On a side note, collisions are the leading cause of PWC accidents.

  • Never abandon the PWC if it overturns because this vessel is self-righting. However, PWC operators must read the manual for righting and reboarding the watercraft.
  • Ensure the PWC has an emergency engine shutoff lanyard you can attach to your PFD or PWC clothing. After all, nobody wants the motor on a PWC is running continuously even if you fall off.
  • Practice operating the PWC in shallow and calm waters, focusing on boarding and re-boarding.
  • Study the area you’ll be operating the PWC on and identify shallow sections. Avoid these places to prevent damaging the PWC or losing power.



How is a personal watercraft (PWC) propelled through the water?

A personal watercraft moves through the water by water-jet propulsion.

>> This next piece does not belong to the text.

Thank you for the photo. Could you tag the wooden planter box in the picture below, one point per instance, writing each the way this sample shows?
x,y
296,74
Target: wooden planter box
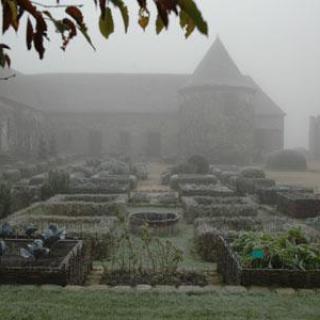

The vessel scoops water from one side and courses it through an impeller and the engine. The water comes out of the other end with tremendous energy to propel the PWC.

Are there age restrictions for operating a personal watercraft?

Age-related restrictions for operating a personal watercraft vary across states.

For example, teens must be at least 14 years old to operate a PWC in Michigan. Moreover, adolescents between 14 and 15 must have a competent adult (at least 21 years) onboard the PWC. 16-year-olds, meanwhile, can run PWCs with no supervision whatsoever.

It’s a different story in Florida, where the minimum age requirement for operating a PWC unsupervised is only 14. Additionally, you must be at least 18 to rent a PWC. If you allow your below-14-year-old teen to drive a PWC, you could be liable for a second-degree misdemeanor.

How fast can personal watercraft go?

Heavily modified PWCs (those built for extreme performance) can reach top speeds exceeding 120 miles per hour or 104 knots. However, stock PWCs can only go 40 to 70 MPH or 35 to 61 knots.


You no longer have to ask personal watercraft are considered what type of vessel after reading this article. The federal government classifies PWCs as boats, specifically Class A motor vessels.

These watercraft are subject to the same boating rules and regulations and a few specific ones. PWCs have registration and licensing requirements and safety guidelines to observe.

Although PWCs are boats, they differ in the propulsion system, length, rider position, and passenger capacity from conventional vessels.